Pre-trade workflows are a fertile area for further improvement and tie in with Jenkins’ point about enhanced transparency. As Wenzler explains, “Further integration of pre-trade analytical tools from third party providers or banks used within multi-dealer trading platforms does enhance the experience further for market participants rather than having to sign into different single dealer algo suites to accomplish it.”
She notes that MEAG’s business needs and the current lack of integration pose challenges to workflows. “For some orders, we need to get in or out of risk very quickly, and would be using implementation shortfall strategies to beat risk transfer prices,” she says. “But this usage also needs to take into account the impact on the market for the size.” Jumping between multiple platforms to assess pre-trade risk is an obvious flaw in this scenario that has to be solved.
TCA is another area where algos offer benefits but have immense scope to improve. Given the way the markets are evolving, traders of the future will likely integrate automated TCA into transactions that do not need special attention and focus on the ones where they can add value.
Needless to say, this talk of automation and integration makes transparency even more important. Visibility into code and logic will help firms choose the best algorithms to deploy, given certain market conditions, pair dynamics, and firm needs. This visibility will also help firms adopt a hands-off approach to their trading more often, something that is critical to greater algo adoption. Jenkins believes that TCA standardization will boost algo adoption on the buy-side.
“We can expect to see the greatest uptick in algo adoption in segments of the market that currently underutilize algo tools such as NDFs and the less liquid markets.”
“Putting a finer point on it, more standardization around TCA is certainly on the horizon for FX,” he says. “We can expect to see the greatest uptick in algo adoption in segments of the market that currently underutilize algo tools such as NDFs and the less liquid markets.”
What lies ahead for algo usage in FX?
Noonan, Wenzler, and Jenkins are highly optimistic about the continued growth of algo usage in FX. Wenzler notes that algos proved their worth by helping firms manage execution during high volatility periods in the market.

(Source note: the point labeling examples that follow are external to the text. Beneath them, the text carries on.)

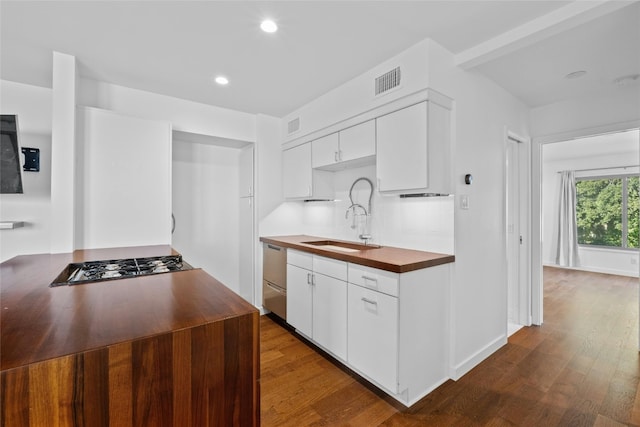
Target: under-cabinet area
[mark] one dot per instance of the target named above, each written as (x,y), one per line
(385,320)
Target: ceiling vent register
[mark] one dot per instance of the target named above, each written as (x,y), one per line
(293,126)
(388,81)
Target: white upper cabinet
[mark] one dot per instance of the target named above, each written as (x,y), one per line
(296,169)
(124,185)
(300,181)
(246,172)
(350,147)
(358,142)
(325,151)
(413,150)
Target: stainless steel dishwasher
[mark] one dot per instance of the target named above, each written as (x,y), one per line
(274,279)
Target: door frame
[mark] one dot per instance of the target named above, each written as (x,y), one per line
(537,309)
(523,154)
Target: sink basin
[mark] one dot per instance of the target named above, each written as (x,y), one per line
(341,246)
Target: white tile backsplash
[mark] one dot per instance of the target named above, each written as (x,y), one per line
(413,223)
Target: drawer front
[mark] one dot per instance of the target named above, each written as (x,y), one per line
(373,278)
(300,259)
(372,335)
(330,267)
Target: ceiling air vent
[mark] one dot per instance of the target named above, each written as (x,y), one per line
(293,126)
(388,81)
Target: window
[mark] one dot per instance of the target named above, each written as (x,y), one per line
(607,211)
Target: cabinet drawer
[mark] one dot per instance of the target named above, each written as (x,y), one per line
(330,267)
(372,343)
(300,259)
(373,278)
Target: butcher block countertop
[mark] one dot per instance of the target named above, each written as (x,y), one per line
(397,260)
(39,322)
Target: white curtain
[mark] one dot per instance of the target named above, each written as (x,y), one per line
(567,242)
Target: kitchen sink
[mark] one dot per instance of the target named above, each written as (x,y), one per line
(341,246)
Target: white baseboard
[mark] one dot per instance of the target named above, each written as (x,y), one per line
(468,364)
(625,273)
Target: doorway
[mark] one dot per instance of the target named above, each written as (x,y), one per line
(517,232)
(540,227)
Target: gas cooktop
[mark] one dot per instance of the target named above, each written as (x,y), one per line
(97,271)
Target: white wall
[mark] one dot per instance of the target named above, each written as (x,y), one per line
(608,155)
(186,116)
(578,116)
(359,92)
(32,104)
(63,153)
(205,205)
(481,112)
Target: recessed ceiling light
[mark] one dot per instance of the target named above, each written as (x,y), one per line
(575,74)
(268,26)
(625,80)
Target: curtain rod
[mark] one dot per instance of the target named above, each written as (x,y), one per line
(604,168)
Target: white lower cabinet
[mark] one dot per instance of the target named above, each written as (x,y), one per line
(391,328)
(299,299)
(330,314)
(372,338)
(317,300)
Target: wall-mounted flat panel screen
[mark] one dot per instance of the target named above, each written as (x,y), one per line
(10,170)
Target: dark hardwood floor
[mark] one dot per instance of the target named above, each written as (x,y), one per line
(581,368)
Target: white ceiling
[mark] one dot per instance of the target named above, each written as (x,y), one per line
(176,47)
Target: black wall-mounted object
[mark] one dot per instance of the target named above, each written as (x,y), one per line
(468,179)
(10,173)
(31,159)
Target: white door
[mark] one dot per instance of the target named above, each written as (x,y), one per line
(516,199)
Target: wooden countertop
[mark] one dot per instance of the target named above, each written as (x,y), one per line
(39,323)
(397,260)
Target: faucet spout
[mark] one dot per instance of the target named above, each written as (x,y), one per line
(353,207)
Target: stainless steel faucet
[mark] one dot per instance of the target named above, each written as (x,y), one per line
(362,233)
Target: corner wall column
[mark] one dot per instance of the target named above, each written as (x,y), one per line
(63,153)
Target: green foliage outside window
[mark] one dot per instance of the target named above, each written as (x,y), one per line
(634,210)
(600,214)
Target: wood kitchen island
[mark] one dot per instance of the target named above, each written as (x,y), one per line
(172,349)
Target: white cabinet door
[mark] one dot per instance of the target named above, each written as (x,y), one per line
(372,336)
(124,181)
(296,169)
(325,151)
(330,314)
(401,161)
(299,299)
(358,141)
(300,181)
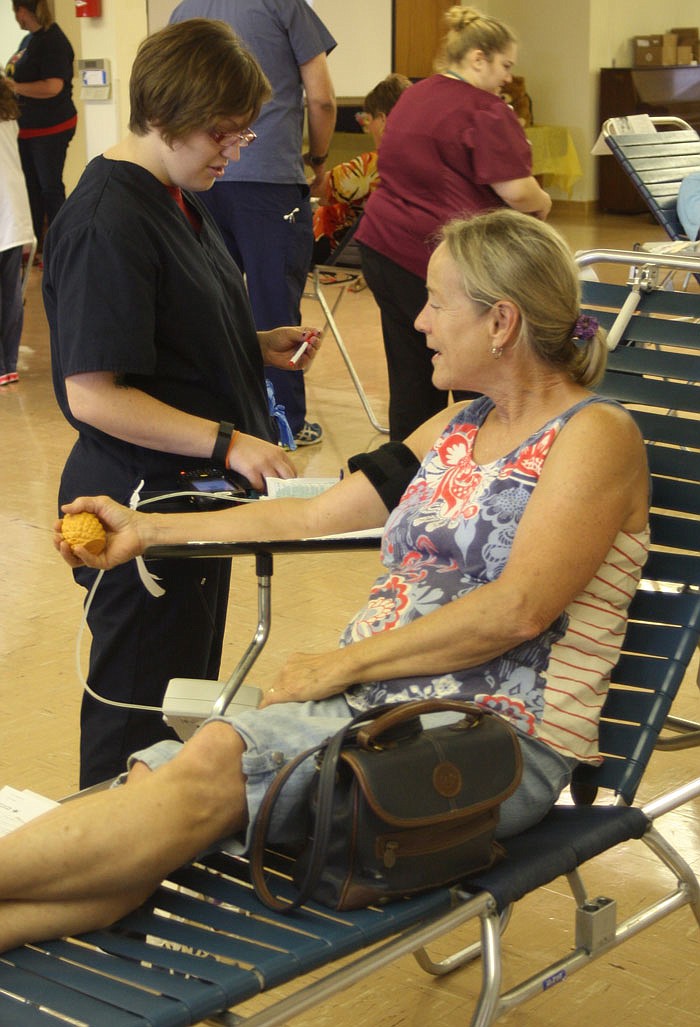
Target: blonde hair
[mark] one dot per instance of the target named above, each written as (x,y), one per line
(505,255)
(469,30)
(39,8)
(192,75)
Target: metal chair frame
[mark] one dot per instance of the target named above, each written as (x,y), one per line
(203,944)
(340,272)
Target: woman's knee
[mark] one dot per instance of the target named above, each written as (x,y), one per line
(214,753)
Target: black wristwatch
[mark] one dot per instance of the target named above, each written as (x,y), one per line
(221,447)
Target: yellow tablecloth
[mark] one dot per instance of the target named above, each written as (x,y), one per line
(554,157)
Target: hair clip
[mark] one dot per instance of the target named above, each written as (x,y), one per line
(585,328)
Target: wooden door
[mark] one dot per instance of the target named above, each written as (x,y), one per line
(418,30)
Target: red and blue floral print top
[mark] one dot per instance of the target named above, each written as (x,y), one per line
(452,532)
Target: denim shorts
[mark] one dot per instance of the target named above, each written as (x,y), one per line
(279,732)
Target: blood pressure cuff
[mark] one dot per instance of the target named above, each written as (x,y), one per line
(389,469)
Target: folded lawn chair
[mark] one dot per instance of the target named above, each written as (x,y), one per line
(656,163)
(203,944)
(340,272)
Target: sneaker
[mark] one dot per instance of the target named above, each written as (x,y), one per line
(309,434)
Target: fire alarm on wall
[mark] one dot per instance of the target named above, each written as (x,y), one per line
(87,8)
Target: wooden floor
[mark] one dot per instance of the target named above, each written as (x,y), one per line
(654,980)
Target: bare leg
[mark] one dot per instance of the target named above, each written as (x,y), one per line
(89,862)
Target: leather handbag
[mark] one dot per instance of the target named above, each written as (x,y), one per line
(396,807)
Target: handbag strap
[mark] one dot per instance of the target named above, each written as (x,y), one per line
(388,717)
(380,720)
(260,830)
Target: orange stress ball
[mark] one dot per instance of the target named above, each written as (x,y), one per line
(84,529)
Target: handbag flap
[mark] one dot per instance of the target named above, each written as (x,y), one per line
(443,773)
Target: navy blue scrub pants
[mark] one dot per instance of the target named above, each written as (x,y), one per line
(42,159)
(139,643)
(268,231)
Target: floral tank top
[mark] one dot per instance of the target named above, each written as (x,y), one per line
(452,532)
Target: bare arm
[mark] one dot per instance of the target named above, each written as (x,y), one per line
(351,505)
(43,88)
(598,454)
(321,110)
(135,417)
(525,195)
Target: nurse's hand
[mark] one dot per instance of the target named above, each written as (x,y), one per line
(126,532)
(256,460)
(308,676)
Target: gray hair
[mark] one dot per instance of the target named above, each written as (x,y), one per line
(505,255)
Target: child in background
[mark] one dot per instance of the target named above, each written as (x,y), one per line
(15,232)
(347,185)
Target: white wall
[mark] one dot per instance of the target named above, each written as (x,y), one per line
(362,56)
(361,28)
(10,33)
(562,45)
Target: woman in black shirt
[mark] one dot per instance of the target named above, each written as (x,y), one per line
(41,75)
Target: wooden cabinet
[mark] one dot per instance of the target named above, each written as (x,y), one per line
(642,90)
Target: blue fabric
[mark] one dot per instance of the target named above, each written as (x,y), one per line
(688,205)
(282,34)
(278,733)
(11,310)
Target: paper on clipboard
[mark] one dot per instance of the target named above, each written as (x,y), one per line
(629,124)
(18,806)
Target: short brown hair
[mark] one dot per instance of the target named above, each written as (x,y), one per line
(192,75)
(40,9)
(385,93)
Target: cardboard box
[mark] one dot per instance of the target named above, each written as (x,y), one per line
(656,50)
(687,37)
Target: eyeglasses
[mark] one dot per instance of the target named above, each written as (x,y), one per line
(225,139)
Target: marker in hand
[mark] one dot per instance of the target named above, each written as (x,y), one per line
(308,337)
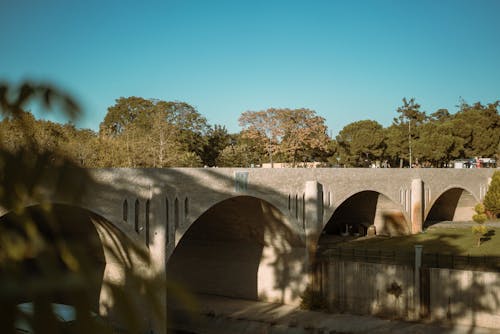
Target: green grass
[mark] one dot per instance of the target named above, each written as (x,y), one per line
(457,241)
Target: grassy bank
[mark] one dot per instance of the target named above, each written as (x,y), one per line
(457,241)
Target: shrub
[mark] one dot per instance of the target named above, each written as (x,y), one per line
(313,300)
(492,198)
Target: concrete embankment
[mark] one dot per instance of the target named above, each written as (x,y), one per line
(219,315)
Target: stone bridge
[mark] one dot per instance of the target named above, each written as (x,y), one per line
(253,233)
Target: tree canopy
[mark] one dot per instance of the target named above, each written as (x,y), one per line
(140,132)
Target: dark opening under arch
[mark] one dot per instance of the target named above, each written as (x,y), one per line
(455,204)
(363,209)
(239,248)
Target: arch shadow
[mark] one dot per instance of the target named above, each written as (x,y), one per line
(454,204)
(73,256)
(241,248)
(363,209)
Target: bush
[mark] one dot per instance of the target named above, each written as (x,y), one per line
(492,198)
(313,300)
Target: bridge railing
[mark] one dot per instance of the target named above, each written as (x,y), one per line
(430,260)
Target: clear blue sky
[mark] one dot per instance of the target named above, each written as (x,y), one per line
(347,60)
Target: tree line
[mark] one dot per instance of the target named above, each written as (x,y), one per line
(139,132)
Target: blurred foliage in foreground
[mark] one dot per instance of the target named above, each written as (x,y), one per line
(52,253)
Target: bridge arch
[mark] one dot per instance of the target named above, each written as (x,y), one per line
(105,255)
(241,247)
(363,208)
(455,203)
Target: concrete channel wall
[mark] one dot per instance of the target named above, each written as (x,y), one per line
(461,297)
(369,288)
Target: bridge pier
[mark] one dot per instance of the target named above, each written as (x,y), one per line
(417,205)
(313,225)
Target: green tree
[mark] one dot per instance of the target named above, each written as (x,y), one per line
(239,155)
(404,131)
(217,138)
(479,128)
(154,133)
(294,135)
(492,198)
(437,143)
(360,143)
(36,262)
(479,230)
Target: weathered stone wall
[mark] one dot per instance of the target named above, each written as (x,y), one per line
(462,297)
(369,288)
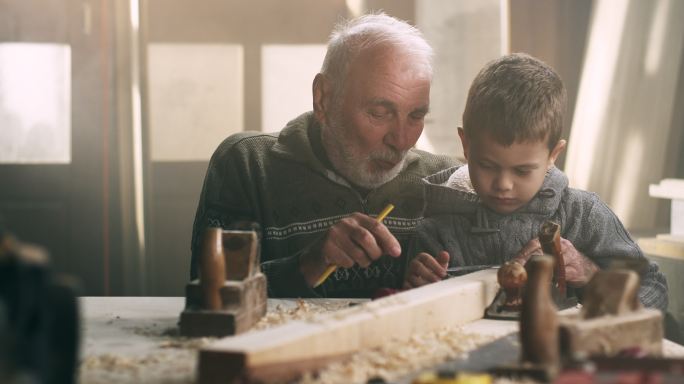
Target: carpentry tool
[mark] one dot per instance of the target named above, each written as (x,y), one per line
(332,268)
(506,303)
(466,269)
(538,317)
(612,319)
(611,325)
(283,353)
(39,317)
(230,294)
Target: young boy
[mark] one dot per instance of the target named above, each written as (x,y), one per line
(490,210)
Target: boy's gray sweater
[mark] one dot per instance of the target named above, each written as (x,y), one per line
(456,222)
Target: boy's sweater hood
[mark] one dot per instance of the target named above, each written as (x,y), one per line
(441,196)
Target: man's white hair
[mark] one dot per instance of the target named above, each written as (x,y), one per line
(349,38)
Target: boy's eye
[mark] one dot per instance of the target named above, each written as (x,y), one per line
(523,171)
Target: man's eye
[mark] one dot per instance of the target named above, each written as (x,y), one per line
(418,115)
(377,114)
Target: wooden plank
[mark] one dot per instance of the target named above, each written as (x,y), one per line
(286,351)
(610,335)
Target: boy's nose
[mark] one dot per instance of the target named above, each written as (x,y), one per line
(503,182)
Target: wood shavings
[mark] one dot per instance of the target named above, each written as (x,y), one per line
(398,358)
(171,367)
(301,311)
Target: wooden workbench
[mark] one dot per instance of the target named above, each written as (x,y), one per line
(135,339)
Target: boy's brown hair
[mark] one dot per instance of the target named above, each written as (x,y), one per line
(516,98)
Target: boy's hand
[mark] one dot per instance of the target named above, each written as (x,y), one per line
(578,268)
(425,269)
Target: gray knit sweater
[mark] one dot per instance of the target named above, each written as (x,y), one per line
(456,222)
(278,183)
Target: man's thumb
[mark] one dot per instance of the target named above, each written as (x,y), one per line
(443,259)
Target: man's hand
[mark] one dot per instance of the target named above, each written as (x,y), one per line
(356,239)
(425,269)
(578,268)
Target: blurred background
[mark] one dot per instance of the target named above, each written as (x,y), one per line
(111,109)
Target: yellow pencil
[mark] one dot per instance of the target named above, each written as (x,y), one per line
(332,268)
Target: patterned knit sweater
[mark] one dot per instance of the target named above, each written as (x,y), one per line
(277,183)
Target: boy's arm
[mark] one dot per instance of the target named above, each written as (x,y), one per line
(426,257)
(596,232)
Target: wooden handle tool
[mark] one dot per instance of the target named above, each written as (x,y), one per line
(212,268)
(332,268)
(549,238)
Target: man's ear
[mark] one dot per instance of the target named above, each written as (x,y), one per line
(557,150)
(322,94)
(464,141)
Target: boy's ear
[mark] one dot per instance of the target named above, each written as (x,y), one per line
(464,141)
(322,94)
(557,150)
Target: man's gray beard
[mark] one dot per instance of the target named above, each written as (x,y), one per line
(356,167)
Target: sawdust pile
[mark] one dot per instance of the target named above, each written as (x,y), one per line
(176,366)
(397,359)
(301,311)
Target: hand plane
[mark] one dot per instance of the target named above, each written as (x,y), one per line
(230,294)
(512,277)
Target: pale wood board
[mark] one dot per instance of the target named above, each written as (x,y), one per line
(297,346)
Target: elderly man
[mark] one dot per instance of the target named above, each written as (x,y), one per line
(315,188)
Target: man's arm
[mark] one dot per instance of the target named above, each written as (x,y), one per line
(229,200)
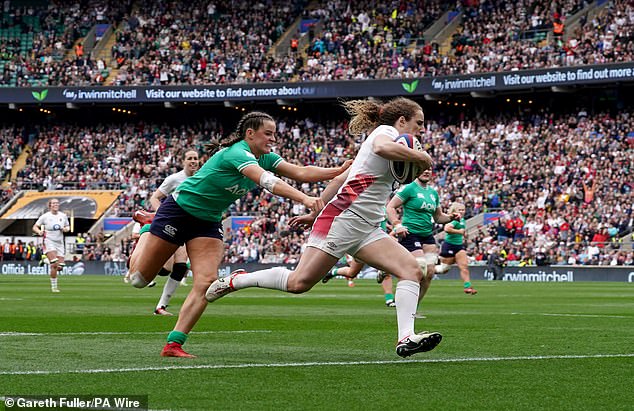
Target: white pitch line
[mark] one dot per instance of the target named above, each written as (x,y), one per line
(575,315)
(316,364)
(27,334)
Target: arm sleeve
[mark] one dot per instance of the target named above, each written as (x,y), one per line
(270,161)
(168,185)
(403,193)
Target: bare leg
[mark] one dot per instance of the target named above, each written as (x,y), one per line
(205,254)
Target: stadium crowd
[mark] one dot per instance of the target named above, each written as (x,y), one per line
(38,42)
(558,183)
(201,42)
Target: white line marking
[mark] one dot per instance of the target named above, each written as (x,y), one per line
(574,315)
(25,334)
(316,364)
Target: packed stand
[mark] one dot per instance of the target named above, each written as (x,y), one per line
(553,179)
(34,41)
(12,141)
(369,40)
(202,42)
(560,184)
(134,158)
(502,35)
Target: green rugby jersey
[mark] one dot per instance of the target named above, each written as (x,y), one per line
(219,182)
(419,206)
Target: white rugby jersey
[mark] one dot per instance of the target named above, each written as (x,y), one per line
(369,183)
(172,181)
(53,224)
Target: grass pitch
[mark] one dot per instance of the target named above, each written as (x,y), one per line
(513,346)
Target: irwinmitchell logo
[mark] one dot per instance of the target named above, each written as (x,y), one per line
(410,87)
(540,276)
(39,96)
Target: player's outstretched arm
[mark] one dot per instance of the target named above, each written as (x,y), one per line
(267,180)
(310,174)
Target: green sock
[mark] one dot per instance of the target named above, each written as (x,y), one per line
(177,337)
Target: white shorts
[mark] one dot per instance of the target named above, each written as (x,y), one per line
(339,232)
(56,246)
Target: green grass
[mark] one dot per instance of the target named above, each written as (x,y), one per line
(488,360)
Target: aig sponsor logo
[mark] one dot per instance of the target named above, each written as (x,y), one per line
(170,230)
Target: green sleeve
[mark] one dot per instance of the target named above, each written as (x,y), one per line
(404,193)
(270,161)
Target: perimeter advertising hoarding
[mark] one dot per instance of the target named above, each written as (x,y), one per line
(482,82)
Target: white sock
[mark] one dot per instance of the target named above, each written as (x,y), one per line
(168,291)
(406,297)
(275,278)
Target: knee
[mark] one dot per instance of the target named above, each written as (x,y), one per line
(412,269)
(298,286)
(178,271)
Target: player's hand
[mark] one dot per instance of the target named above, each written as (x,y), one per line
(313,203)
(302,221)
(424,161)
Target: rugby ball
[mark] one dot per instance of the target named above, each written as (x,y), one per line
(404,171)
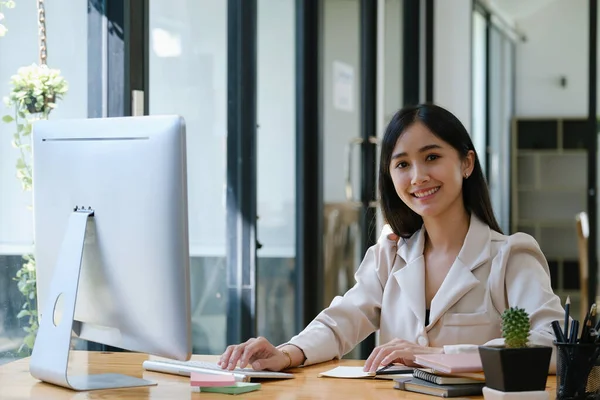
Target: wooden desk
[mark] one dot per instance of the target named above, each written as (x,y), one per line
(17,383)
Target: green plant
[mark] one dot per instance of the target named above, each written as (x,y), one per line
(35,89)
(7,4)
(515,327)
(26,282)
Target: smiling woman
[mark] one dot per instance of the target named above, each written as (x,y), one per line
(441,272)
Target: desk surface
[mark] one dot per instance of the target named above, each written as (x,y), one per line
(17,383)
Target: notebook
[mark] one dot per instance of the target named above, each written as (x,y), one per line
(238,388)
(390,372)
(420,386)
(206,380)
(442,379)
(451,363)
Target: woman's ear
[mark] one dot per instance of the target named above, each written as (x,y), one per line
(468,164)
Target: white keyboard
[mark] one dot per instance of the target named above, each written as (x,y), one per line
(184,368)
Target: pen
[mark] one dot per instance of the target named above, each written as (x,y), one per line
(574,331)
(560,337)
(567,309)
(587,324)
(390,370)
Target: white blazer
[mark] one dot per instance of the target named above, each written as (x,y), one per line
(492,272)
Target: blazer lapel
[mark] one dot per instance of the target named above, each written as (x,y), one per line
(460,279)
(411,278)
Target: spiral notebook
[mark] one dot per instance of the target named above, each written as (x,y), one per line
(451,363)
(417,385)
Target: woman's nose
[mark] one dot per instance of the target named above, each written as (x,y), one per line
(420,175)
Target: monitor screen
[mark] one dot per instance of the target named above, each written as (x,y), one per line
(133,289)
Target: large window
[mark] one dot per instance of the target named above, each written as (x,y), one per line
(478,130)
(188,76)
(67,52)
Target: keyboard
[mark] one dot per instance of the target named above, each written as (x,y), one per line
(184,368)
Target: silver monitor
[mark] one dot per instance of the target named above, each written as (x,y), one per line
(111,241)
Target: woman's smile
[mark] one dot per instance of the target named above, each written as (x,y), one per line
(424,194)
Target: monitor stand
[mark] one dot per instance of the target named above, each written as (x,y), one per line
(50,358)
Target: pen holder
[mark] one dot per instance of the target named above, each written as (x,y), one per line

Jenkins says, “I would expect the market to continue along the current trajectory of algo adoption within the buy-side. Across the board, we are seeing improvements in granular trade data as markets shift to electronic structures.” This shift creates a virtuous cycle where data usage increases sophistication, which in turn necessitates the use of advanced technology such as algos.
While no one can accurately predict what the future holds, there’s no doubt that as algos become more sophisticated than ever, their usage in non-traditional FX business areas will increase. In turn, the buy-side will undoubtedly have new needs and risks to mitigate, prompting even more sophistication within algos.
In short, the future for algos in FX is promising and bright.